Putting together what I already knew about Camilla at the time of her husband’s death, I realized why she’d put so much stock in him. She’d been six months pregnant. “She wanted to protect Freddie.”

“She did.” Retrieving the glass of wine, he stood and paced over to the window. “Freddie was the only reason she called me,” he said, looking out into the night. “She didn’t care enough about herself on her own, but for him…”

He washed the thought away with a swallow of wine, then turned back to me. “To be fair, Frank had really made it difficult for her to see any other path. He’d ostracized her from her friends. He’d taken complete control of her life—her accounts, her daily schedule. She couldn’t even get access to her car without going to him, which was why she’d needed me that day. She had no money, no vehicle. She’d only been able to phone because he’d been in the shower. She managed to call me and take her bag down to hide by the side of the road during that time. Then she spent the next hour placating his every whim and praying he wouldn’t check her call log, which he often did. She got away to meet me by telling him she was going for the mail.”

It sounded similar to every account of domestic abuse I’d ever heard, which made it no less horrifying. I pulled my feet up to the sofa and hugged my knees to my chest, needing the support to hear more.

Edward’s support was the wine. He finished it off and set it down on the side table. “Obviously, once I was convinced, I was ready to tear the man apart with my bare hands. I fantasized doing so for much of the evening, in fact. Planning all the ways I’d destroy him when we should have been headed back to London. They were brutal, believe me. Ways in which he truly suffered. Who knows what I would have done. I would have started legally, though. I called my lawyer that night to request a meeting the next day when we got into town. I believed we had time, see. I didn’t think that he would come after her so quickly or know to come looking for her at Brayhill. Stupid, right? Where else would she go? I suspect things would have gone quite differently if I hadn’t thought I was so invincible.”
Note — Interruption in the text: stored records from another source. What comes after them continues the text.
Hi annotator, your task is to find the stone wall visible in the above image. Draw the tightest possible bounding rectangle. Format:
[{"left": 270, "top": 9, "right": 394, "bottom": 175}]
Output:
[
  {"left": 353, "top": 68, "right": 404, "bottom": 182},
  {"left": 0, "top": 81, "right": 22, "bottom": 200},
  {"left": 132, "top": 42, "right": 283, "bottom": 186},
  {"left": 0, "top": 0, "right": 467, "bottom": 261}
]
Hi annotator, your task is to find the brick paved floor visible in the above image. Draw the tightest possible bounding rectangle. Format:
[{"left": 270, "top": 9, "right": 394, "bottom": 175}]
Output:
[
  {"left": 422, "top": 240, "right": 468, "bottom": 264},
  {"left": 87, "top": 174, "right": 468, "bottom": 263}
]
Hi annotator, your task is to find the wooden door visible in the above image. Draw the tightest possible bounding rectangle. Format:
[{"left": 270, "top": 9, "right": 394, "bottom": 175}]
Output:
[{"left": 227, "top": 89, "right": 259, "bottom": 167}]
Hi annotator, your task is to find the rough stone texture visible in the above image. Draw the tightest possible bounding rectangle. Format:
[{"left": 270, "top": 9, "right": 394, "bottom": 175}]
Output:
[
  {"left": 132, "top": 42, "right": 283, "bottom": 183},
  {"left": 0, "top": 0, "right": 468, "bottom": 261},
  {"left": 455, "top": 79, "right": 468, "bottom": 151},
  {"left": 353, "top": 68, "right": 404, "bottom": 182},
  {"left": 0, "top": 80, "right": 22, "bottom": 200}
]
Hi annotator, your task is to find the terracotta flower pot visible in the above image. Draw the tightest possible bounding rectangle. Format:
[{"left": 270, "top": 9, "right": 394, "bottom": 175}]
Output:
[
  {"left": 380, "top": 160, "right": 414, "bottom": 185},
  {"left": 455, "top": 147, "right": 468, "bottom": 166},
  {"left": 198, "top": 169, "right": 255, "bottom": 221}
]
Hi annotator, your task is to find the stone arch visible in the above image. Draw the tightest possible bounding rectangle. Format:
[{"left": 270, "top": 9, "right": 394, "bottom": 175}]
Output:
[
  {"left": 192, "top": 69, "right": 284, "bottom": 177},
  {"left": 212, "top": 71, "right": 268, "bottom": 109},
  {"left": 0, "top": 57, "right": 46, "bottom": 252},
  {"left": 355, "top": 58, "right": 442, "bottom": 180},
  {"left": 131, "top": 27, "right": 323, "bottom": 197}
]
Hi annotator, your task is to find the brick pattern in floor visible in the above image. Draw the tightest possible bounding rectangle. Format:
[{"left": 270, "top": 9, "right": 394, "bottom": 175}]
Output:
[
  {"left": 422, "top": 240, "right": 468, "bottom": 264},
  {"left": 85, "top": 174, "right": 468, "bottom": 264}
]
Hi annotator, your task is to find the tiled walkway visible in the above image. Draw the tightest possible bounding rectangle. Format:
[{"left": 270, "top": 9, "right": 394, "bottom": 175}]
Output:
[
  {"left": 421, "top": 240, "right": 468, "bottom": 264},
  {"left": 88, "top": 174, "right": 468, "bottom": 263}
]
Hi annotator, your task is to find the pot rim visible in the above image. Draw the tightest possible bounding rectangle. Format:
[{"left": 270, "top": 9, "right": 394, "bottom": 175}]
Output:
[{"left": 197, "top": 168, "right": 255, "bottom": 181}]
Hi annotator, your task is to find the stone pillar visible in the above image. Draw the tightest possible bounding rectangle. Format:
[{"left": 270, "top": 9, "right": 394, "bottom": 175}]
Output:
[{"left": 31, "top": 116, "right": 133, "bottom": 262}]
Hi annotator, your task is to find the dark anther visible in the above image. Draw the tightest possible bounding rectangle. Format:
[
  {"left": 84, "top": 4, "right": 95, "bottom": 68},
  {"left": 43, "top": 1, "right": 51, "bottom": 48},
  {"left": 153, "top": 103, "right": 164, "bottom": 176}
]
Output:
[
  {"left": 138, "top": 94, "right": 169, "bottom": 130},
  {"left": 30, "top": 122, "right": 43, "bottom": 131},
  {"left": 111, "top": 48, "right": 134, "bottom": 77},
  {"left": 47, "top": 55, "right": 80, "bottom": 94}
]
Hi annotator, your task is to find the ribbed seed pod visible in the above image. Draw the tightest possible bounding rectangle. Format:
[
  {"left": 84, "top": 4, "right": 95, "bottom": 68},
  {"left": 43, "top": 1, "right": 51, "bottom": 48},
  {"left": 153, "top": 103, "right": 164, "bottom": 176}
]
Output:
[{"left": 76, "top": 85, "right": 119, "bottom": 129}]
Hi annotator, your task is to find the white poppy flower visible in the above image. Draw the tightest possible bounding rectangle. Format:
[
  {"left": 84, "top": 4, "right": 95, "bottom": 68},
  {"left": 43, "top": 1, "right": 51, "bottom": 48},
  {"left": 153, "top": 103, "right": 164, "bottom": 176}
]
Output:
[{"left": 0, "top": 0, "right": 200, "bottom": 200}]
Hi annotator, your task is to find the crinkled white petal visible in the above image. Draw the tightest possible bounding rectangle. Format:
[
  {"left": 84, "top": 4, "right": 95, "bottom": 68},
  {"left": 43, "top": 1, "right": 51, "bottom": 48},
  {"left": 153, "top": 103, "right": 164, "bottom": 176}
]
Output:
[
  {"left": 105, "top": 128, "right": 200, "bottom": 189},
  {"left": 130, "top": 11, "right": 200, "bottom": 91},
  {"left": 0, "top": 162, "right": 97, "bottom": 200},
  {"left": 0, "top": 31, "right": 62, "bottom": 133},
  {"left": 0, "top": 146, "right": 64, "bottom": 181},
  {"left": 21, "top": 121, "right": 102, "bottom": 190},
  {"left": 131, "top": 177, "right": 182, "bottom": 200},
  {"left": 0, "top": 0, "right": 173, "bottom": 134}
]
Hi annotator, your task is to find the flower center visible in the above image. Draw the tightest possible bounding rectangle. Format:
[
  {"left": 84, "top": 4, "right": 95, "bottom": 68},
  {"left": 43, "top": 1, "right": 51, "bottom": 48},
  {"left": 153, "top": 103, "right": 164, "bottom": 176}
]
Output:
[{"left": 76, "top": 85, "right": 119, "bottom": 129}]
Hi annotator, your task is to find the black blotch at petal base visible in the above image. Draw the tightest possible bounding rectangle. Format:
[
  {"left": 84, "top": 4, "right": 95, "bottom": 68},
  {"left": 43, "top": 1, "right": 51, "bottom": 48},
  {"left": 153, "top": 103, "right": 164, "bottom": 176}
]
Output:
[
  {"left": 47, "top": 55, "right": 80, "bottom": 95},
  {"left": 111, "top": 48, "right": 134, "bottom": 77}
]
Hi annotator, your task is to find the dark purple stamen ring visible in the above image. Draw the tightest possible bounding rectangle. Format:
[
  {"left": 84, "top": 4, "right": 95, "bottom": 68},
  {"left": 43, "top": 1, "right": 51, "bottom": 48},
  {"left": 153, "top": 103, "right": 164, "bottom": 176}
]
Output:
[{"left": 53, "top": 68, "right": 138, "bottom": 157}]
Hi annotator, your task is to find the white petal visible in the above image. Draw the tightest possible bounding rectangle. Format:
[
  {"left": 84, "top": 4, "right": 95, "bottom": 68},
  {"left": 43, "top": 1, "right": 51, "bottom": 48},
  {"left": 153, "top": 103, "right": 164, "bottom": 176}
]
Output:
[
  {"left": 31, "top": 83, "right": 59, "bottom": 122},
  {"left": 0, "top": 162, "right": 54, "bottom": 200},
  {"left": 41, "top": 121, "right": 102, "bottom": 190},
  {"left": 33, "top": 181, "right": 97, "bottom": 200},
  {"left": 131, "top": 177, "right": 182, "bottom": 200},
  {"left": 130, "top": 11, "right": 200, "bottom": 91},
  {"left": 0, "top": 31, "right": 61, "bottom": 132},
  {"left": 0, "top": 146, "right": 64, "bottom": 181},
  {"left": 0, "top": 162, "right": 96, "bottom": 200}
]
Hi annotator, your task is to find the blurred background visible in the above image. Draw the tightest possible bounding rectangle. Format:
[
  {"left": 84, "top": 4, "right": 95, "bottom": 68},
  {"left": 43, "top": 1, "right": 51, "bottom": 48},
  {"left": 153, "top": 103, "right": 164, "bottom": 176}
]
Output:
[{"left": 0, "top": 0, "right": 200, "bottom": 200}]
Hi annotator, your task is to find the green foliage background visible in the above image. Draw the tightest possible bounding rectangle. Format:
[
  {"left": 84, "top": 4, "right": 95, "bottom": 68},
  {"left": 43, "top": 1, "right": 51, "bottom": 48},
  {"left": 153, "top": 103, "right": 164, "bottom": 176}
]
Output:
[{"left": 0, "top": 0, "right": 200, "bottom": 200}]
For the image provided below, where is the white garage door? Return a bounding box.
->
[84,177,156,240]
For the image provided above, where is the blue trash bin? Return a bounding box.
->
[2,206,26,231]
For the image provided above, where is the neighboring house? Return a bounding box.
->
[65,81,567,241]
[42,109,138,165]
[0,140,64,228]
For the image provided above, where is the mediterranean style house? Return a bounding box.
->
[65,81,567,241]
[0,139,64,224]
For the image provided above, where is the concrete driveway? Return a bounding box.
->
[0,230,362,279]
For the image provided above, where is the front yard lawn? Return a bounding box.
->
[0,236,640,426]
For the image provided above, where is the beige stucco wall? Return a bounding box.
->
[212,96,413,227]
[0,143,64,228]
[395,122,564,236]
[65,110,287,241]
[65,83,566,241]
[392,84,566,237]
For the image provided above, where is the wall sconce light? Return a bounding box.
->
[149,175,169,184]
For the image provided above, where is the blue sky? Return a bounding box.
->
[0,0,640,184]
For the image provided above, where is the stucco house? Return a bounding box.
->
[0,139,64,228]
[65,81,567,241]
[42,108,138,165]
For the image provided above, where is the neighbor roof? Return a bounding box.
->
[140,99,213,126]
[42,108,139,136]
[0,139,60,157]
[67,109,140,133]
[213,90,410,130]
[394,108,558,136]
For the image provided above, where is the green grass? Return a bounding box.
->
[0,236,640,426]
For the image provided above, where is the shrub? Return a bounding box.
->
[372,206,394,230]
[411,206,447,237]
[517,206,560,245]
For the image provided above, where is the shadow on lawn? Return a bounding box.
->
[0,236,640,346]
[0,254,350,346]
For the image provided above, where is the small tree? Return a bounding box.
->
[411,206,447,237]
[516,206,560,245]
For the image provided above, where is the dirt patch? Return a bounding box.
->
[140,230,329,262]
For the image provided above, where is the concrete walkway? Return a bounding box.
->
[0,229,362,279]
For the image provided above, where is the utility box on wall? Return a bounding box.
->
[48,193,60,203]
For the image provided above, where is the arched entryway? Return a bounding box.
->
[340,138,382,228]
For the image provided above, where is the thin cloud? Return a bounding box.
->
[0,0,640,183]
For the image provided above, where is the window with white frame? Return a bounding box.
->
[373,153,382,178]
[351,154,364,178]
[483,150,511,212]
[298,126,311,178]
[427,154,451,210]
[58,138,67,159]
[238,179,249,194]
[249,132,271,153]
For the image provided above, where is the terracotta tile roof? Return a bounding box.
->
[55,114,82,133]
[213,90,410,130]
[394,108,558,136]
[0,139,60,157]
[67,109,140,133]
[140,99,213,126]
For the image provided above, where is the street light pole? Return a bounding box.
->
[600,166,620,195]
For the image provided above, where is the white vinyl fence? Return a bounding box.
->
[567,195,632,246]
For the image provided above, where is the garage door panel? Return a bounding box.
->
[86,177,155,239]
He sank down in the armchair. “I never did figure out how he got past security. She’d left her mobile behind. My best guess is that he found where she kept the system code saved in her contacts, but he may also have lured her to let him in some other way. I’d given her my laptop when she’d gone to bed. He might have emailed her there or messaged her through a social app. I didn’t want her to ever think I blamed her, so I never asked. All I knew was that, in the middle of the night, I was woken with shouting from the guest wing. I didn’t even think about it—I grabbed my gun.”

My skin prickled with foreboding, but I tried to remain expressionless as he went on, the way he always was when he listened in my sessions. It was harder than I’d imagined.

Whatever my face said, he went on. “Camilla and I were the only ones in the house. I was ninety-nine percent sure that Frank was our intruder, but I had no plan. I just went to the safe, took it out, loaded it with a full cartridge, and went to her room. The door was open when I got there, and I must have arrived just after it happened because they were both by the fireplace, Camilla standing with the poker in her hand, Frank swaggering as blood gushed from a wound at his head. Whatever threat he’d been, he was outnumbered now. We could have dialed 111, had him arrested and taken to hospital. He may have survived. Though she’d hit him pretty hard. There was a good chance the injury was fatal on its own. Either way, I didn’t let us find out. As soon as I registered what I was seeing, I aimed my gun and shot. Three times, to be sure.”

There it was. The terrible truth, not quite as terrible as I’d imagined, gruesome as it was. No premeditation. Self-defense, most likely, according to the law. Potentially hard to prove, but with Edward being who he was...

Except.

“Frank died in a fire,” I said, remembering the accounts I’d read. The entire estate had burned down.